Fazle was in grade 11 when the Taliban returned to power, and after a while she was banned from going to school.
Student: What did the Taliban want to prove by changing the name of Chaharah?
He expressed the following feelings about the Taliban’s recent actions:
“What did the Taliban want to prove to society by building Iqra Bazaar? Although they banned us from going to school for three years and did not let us learn, what did they want to prove with these symbolic works? Our hearts are bleeding because not going to school will make us bleed more.”
Fareeha, a 24-year-old third-year student at the University of Herat Medical School, shared a similar view:
“We have been deprived of education for almost two years. We cannot study. The construction of this square is symbolic. They want to destroy people’s eyes. When I cannot study, then what is the meaning of this square?” Iqra? “What to read? Such an action is more ostentatious.”
Nisar Ahmed Mossadegh is a civil society activist and head of the Herat Doctors Union.
Last Monday (Thor 31), at the opening ceremony of a private company in Herat to start exports, he sharply criticized the closure of girls’ schools and universities, saying that this action has caused grief and pain to the Afghan people.
“Until yesterday, people were crying because of kidnappings, but today, people are crying in their homes because of the 7th, 8th, 9th, 10th, 11th and 12th grades of Afghan girls and the closure of colleges. So what is the difference?” “Yes, if they cried like this before, they cry like this now. You write and read in the streets, but you tell girls not to read?

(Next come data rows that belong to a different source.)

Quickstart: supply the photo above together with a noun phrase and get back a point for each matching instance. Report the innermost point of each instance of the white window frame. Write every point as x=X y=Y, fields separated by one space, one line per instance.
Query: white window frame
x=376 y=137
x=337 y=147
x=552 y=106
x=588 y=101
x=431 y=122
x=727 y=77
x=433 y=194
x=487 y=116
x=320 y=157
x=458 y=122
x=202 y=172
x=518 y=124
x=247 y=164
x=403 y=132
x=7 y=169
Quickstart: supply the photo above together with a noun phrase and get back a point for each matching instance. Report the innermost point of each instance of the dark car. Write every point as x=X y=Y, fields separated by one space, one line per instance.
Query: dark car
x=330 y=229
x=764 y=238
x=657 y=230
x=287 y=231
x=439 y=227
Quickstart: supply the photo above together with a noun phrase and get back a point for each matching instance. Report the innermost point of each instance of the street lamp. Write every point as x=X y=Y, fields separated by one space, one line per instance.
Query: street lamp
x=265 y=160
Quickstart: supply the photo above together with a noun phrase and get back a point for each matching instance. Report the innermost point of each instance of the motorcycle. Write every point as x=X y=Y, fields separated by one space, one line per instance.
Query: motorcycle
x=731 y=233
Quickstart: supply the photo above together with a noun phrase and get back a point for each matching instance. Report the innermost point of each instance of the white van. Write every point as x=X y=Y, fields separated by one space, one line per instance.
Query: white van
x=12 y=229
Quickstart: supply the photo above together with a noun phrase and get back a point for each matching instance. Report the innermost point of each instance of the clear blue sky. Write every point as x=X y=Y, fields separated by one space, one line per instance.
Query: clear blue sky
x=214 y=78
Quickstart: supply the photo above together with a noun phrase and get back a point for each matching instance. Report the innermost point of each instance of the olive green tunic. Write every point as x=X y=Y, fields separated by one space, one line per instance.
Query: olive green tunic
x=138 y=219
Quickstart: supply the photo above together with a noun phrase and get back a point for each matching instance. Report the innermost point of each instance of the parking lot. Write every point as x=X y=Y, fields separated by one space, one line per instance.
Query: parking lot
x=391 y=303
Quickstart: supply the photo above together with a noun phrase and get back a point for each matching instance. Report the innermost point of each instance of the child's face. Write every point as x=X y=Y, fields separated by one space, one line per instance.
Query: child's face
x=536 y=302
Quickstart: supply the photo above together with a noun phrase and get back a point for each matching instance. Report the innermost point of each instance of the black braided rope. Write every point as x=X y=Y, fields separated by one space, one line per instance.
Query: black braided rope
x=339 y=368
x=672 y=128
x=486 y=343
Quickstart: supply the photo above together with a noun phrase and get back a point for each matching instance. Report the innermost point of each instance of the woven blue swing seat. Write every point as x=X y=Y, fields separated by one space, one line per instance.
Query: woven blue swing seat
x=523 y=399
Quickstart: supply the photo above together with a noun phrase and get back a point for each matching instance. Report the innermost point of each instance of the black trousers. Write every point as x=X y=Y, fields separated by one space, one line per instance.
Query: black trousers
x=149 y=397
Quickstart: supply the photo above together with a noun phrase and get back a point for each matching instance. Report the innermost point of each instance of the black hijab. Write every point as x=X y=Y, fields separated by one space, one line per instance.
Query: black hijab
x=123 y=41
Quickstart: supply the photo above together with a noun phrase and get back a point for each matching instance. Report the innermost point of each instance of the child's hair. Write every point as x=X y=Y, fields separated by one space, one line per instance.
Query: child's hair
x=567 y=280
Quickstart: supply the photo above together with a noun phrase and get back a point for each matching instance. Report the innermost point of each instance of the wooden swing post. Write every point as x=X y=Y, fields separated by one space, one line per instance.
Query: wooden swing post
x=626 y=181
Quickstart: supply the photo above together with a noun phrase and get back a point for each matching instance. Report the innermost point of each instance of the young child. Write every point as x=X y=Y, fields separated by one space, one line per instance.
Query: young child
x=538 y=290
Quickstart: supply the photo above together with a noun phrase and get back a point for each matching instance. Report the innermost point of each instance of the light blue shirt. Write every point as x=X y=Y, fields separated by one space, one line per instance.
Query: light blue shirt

Open up, we have to satisfy the other ten percent.”
The program was attended by senior local Taliban officials including Hayatullah Mohajer Farahi, Deputy Minister of Publishing of the Taliban Ministry of Information and Culture and Director of the Herat Provincial Office.
But despite widespread criticism at home and abroad, the Taliban has yet to give the green light to reopen schools and higher education institutions for girls and women.